Southampton's Titanic museum plan gets green light
Southampton City Council says it will consider selling off assets and short-term borrowing to raise the extra £10m needed to build a £15m maritime museum.
It had planned to sell artwork to raise £5m of the total £15m cost but dropped the idea after criticism. In March, it was awarded a £4.6m lottery grant.
The museum is due to open in 2012 for the 100th anniversary of the Titanic's ill-fated voyage from the city.
The plan for the disused magistrates' court was approved on Monday.
A Grade II listed building will also house the Titanic collection when it is transformed into the Southampton Sea City Museum.
Situated in the city's "cultural quarter", it will house two permanent galleries.
Conflict of interest
Councillor John Hannides, Southampton's cabinet member for leisure, culture and heritage, told BBC News: "The city council will have a look right across its portfolio of assets to see what can be used to support the project.
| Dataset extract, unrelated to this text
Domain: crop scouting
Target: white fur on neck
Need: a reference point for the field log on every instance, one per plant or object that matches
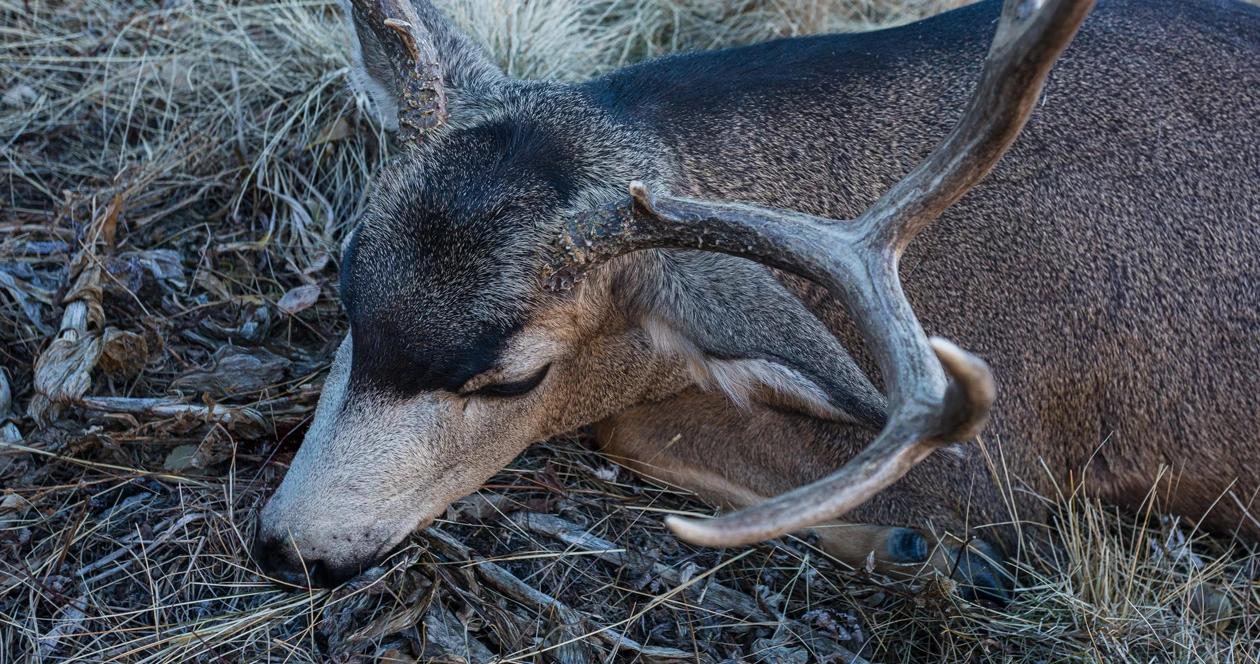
(741, 378)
"There are no plans to raise council tax or anything of that nature.
"This is about raising the funds from capital receipts."
A spokesman for the council said £5m would be fund-raised and £5m would be from selling off assets.
The city council was criticised by the Charity Commission over its plan to sell off art works by French sculptor Auguste Rodin and British painter Sir Alfred Munnings.
The commission noted the council's conflict of interest as trustees of the work and the decision-making authority.
The Southampton art collection is valued at £180m.